Barrie had three home divisions; Late Models, Thunder Cars and Pure Stocks. Other touring series were hosted throughout the season, including the NASCAR Canadian Tire Series, Ontario Legends Series, TQ midgets, and OSCAAR.

The track underwent major upgrades in 2004 which included upgrades to seating, pits and a full resurfacing and partial reconfiguration of the racing surface into its short track tri-oval it had up to its demolition.
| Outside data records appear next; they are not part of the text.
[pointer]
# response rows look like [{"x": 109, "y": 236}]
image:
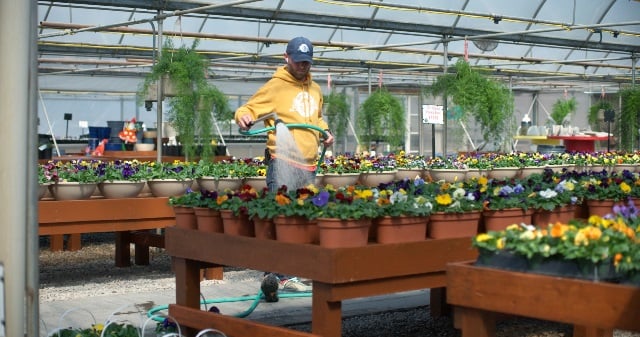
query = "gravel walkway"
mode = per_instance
[{"x": 89, "y": 272}]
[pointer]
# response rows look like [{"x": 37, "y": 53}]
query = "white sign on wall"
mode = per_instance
[{"x": 432, "y": 114}]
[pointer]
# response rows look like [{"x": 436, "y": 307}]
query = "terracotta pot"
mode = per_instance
[
  {"x": 72, "y": 190},
  {"x": 258, "y": 183},
  {"x": 601, "y": 207},
  {"x": 296, "y": 229},
  {"x": 542, "y": 218},
  {"x": 185, "y": 217},
  {"x": 208, "y": 220},
  {"x": 449, "y": 175},
  {"x": 120, "y": 189},
  {"x": 407, "y": 173},
  {"x": 497, "y": 220},
  {"x": 168, "y": 187},
  {"x": 219, "y": 184},
  {"x": 504, "y": 172},
  {"x": 526, "y": 171},
  {"x": 264, "y": 228},
  {"x": 374, "y": 179},
  {"x": 400, "y": 229},
  {"x": 239, "y": 225},
  {"x": 338, "y": 233},
  {"x": 453, "y": 225},
  {"x": 339, "y": 180}
]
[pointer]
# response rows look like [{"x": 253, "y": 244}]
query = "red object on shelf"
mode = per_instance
[{"x": 579, "y": 143}]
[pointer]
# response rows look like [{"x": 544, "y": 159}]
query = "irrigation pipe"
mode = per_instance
[{"x": 152, "y": 313}]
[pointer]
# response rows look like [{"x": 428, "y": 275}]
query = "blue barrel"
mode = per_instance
[{"x": 99, "y": 132}]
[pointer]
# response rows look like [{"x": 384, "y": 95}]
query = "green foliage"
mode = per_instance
[
  {"x": 562, "y": 108},
  {"x": 381, "y": 118},
  {"x": 197, "y": 102},
  {"x": 488, "y": 101},
  {"x": 337, "y": 112},
  {"x": 594, "y": 110},
  {"x": 629, "y": 118}
]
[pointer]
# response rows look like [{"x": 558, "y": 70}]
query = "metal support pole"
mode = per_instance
[{"x": 18, "y": 188}]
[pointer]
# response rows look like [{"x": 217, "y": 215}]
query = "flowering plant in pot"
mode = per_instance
[
  {"x": 237, "y": 201},
  {"x": 177, "y": 170},
  {"x": 614, "y": 186},
  {"x": 80, "y": 171},
  {"x": 404, "y": 197},
  {"x": 123, "y": 170},
  {"x": 340, "y": 164},
  {"x": 456, "y": 197},
  {"x": 350, "y": 202}
]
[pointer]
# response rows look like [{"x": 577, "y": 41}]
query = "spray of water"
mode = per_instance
[{"x": 287, "y": 151}]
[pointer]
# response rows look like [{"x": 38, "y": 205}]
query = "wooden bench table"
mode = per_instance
[
  {"x": 133, "y": 220},
  {"x": 479, "y": 294},
  {"x": 337, "y": 274}
]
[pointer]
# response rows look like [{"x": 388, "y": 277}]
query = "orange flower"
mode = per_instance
[{"x": 282, "y": 199}]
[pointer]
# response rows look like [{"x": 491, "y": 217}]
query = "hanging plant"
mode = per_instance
[
  {"x": 488, "y": 101},
  {"x": 381, "y": 118},
  {"x": 629, "y": 122},
  {"x": 337, "y": 112},
  {"x": 196, "y": 104},
  {"x": 562, "y": 109},
  {"x": 594, "y": 112}
]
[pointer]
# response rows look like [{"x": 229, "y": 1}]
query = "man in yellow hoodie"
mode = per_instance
[
  {"x": 294, "y": 98},
  {"x": 291, "y": 156}
]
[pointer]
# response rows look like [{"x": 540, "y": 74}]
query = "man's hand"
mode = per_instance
[
  {"x": 329, "y": 140},
  {"x": 245, "y": 122}
]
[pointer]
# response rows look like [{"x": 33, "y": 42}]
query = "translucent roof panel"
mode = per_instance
[{"x": 591, "y": 41}]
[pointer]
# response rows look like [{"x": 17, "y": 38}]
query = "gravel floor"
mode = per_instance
[{"x": 89, "y": 272}]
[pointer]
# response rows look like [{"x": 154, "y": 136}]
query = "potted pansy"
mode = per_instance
[
  {"x": 45, "y": 177},
  {"x": 554, "y": 199},
  {"x": 74, "y": 179},
  {"x": 170, "y": 178},
  {"x": 599, "y": 249},
  {"x": 404, "y": 212},
  {"x": 447, "y": 168},
  {"x": 376, "y": 170},
  {"x": 293, "y": 212},
  {"x": 345, "y": 215},
  {"x": 220, "y": 175},
  {"x": 340, "y": 170},
  {"x": 410, "y": 166},
  {"x": 122, "y": 178},
  {"x": 456, "y": 210},
  {"x": 234, "y": 210},
  {"x": 506, "y": 203}
]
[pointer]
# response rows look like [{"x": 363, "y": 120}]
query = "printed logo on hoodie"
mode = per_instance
[{"x": 304, "y": 104}]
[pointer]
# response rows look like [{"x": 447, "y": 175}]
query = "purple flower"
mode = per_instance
[{"x": 321, "y": 199}]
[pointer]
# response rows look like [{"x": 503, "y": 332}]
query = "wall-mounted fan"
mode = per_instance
[{"x": 485, "y": 45}]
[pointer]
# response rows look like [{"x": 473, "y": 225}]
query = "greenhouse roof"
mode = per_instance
[{"x": 535, "y": 45}]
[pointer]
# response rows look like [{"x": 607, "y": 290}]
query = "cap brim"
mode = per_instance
[{"x": 302, "y": 58}]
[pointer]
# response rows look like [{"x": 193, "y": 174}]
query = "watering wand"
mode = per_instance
[{"x": 273, "y": 116}]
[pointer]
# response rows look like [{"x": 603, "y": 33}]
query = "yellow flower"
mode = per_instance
[
  {"x": 443, "y": 199},
  {"x": 625, "y": 188}
]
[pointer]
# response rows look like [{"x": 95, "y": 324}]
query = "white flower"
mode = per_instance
[{"x": 548, "y": 193}]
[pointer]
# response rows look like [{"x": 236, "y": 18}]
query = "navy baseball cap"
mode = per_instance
[{"x": 300, "y": 49}]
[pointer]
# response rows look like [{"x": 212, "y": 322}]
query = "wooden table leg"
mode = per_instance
[
  {"x": 326, "y": 314},
  {"x": 584, "y": 331},
  {"x": 123, "y": 252},
  {"x": 75, "y": 242},
  {"x": 475, "y": 322},
  {"x": 56, "y": 242},
  {"x": 438, "y": 302},
  {"x": 187, "y": 286}
]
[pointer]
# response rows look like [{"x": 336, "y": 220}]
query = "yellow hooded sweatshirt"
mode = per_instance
[{"x": 293, "y": 101}]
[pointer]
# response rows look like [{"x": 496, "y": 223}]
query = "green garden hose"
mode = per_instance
[{"x": 292, "y": 126}]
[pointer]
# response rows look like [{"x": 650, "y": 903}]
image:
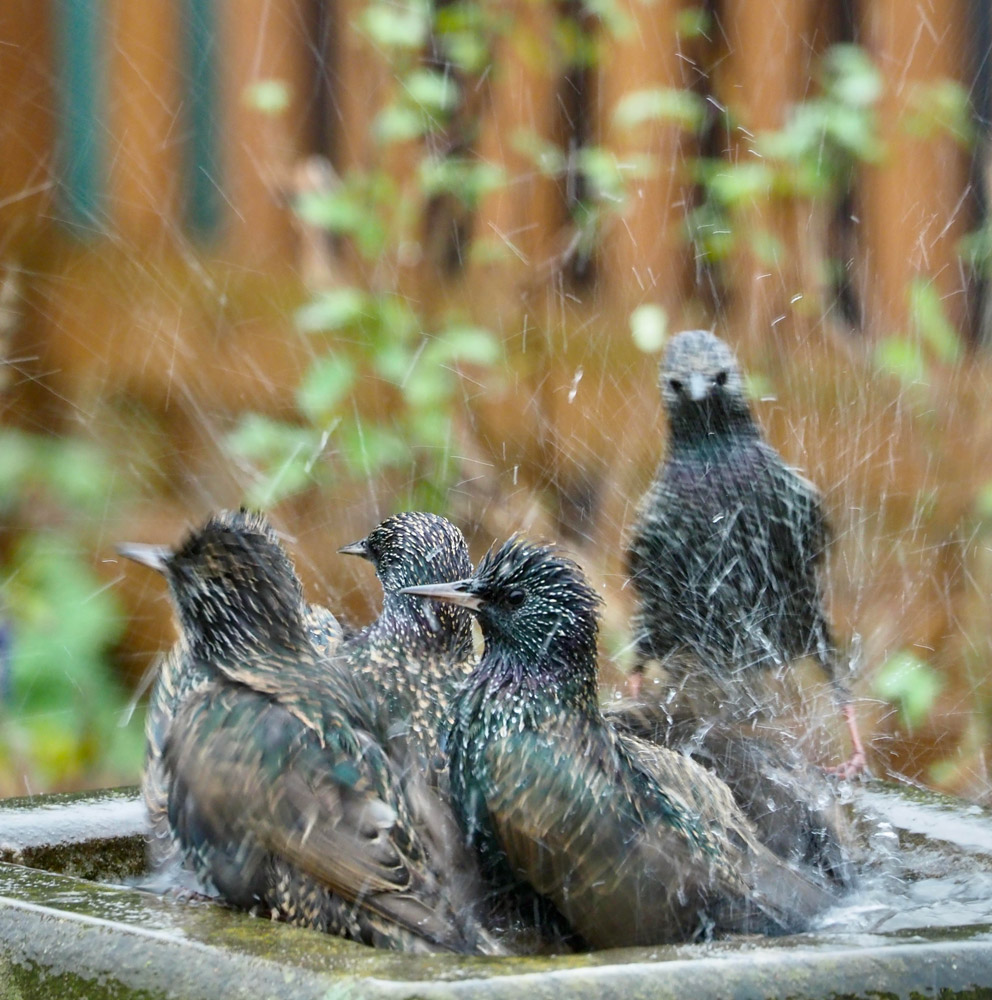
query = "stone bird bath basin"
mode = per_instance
[{"x": 74, "y": 924}]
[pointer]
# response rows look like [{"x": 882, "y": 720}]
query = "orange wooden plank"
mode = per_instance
[{"x": 914, "y": 206}]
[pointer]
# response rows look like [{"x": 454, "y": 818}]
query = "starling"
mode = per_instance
[
  {"x": 726, "y": 554},
  {"x": 279, "y": 791},
  {"x": 629, "y": 842},
  {"x": 792, "y": 805},
  {"x": 177, "y": 676},
  {"x": 416, "y": 653}
]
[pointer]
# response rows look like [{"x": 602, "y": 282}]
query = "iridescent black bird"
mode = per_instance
[
  {"x": 415, "y": 654},
  {"x": 177, "y": 676},
  {"x": 631, "y": 843},
  {"x": 727, "y": 551},
  {"x": 280, "y": 793}
]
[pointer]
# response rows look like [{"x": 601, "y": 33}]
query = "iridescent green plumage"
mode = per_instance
[
  {"x": 281, "y": 791},
  {"x": 726, "y": 556},
  {"x": 630, "y": 843}
]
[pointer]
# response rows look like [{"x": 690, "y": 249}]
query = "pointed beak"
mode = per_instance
[
  {"x": 698, "y": 387},
  {"x": 359, "y": 548},
  {"x": 458, "y": 593},
  {"x": 153, "y": 556}
]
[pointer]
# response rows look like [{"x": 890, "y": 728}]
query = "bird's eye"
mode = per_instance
[{"x": 516, "y": 597}]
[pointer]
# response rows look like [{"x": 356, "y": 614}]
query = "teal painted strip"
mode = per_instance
[
  {"x": 80, "y": 133},
  {"x": 202, "y": 156}
]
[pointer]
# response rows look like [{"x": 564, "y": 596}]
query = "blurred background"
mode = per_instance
[{"x": 339, "y": 258}]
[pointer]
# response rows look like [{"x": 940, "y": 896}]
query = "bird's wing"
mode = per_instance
[
  {"x": 565, "y": 811},
  {"x": 247, "y": 769},
  {"x": 803, "y": 508}
]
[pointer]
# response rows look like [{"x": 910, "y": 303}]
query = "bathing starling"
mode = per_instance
[
  {"x": 416, "y": 653},
  {"x": 726, "y": 554},
  {"x": 792, "y": 805},
  {"x": 631, "y": 843},
  {"x": 280, "y": 794}
]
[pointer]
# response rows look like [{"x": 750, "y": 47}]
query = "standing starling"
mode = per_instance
[
  {"x": 726, "y": 554},
  {"x": 280, "y": 793},
  {"x": 415, "y": 654},
  {"x": 791, "y": 804},
  {"x": 631, "y": 843}
]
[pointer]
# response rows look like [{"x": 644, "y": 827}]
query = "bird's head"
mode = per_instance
[
  {"x": 533, "y": 605},
  {"x": 701, "y": 383},
  {"x": 229, "y": 579}
]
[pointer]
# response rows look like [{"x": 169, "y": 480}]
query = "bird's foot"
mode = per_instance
[
  {"x": 634, "y": 681},
  {"x": 851, "y": 768},
  {"x": 183, "y": 895}
]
==List of track champions by year and division==
- 2014 Late Model Gord Shepard, Thunder Car Luke Ginac
- 2013 Late Model Gord Shepard, Thunder Car Rick Walt Pure Stock Mike Gettliffe
- 2012 Late Model Dwayne Baker Thunder Car Rick Walt ure Stock Charlie Smith
- 2011 Late Model Ron Quesnelle Thunder Car Jim Beleskey Pure Stock Shawn Murray
- 2010 Late Model Alan Inglis Thunder Car Jim Beleskey Pure Stock William Davies
- 2009 Late Model Gord Shepard Thunder Car Darryl St. Onge Pure Stock Ben Melenhorst
- 2008 Late Model Keith Mcleod Thunder Car Frank Davey Pure Stock Brandon Crumbie, Charger Billy Melenhorst
- 2007 Late Model Dwayne Baker
- 2006 Late Model John Gaunt
- 2005 Late Model Tom Walters
- 2004 Late Model Tom Walters
- 2003 Late Model Steve Quesnelle
- 2002 Late Model Glen Watson Thunder Car Robin Jongen 4Cyl
- 2001 Late Model Don Hawn Thunder Car
- 2000 Sportsman Challenger Glen Watson Thunder Car
- 1999 Sportsman Challenger Don Hawn Thunder Car Emerson Ward
- 199? to 1998 Not In Operation
- 1997 Thunder Car Dan Lazin
- 1965

==Closure and demolition==

Although Barrie Speedway was a very prominent venue, it was said that the number of both spectators and racers regularly in attendance was beginning to decline. In 2011, APEX Motorsports purchased the venue with the intentions of reviving its potential. In 2014, Contrans Group Inc., whose CEO is a major shareholder of an entertainment company by the name of Republic Live, had purchased a property (Burl's Creek Event Grounds) adjacent to Barrie Speedway. In January 2015, after months of rumours and speculation, Barrie Speedway was sold to Contrans Group Inc, which would seal the fate of the racetrack. Demolition of Barrie Speedway began in late 2015; very little remained of the racetrack as of spring 2016.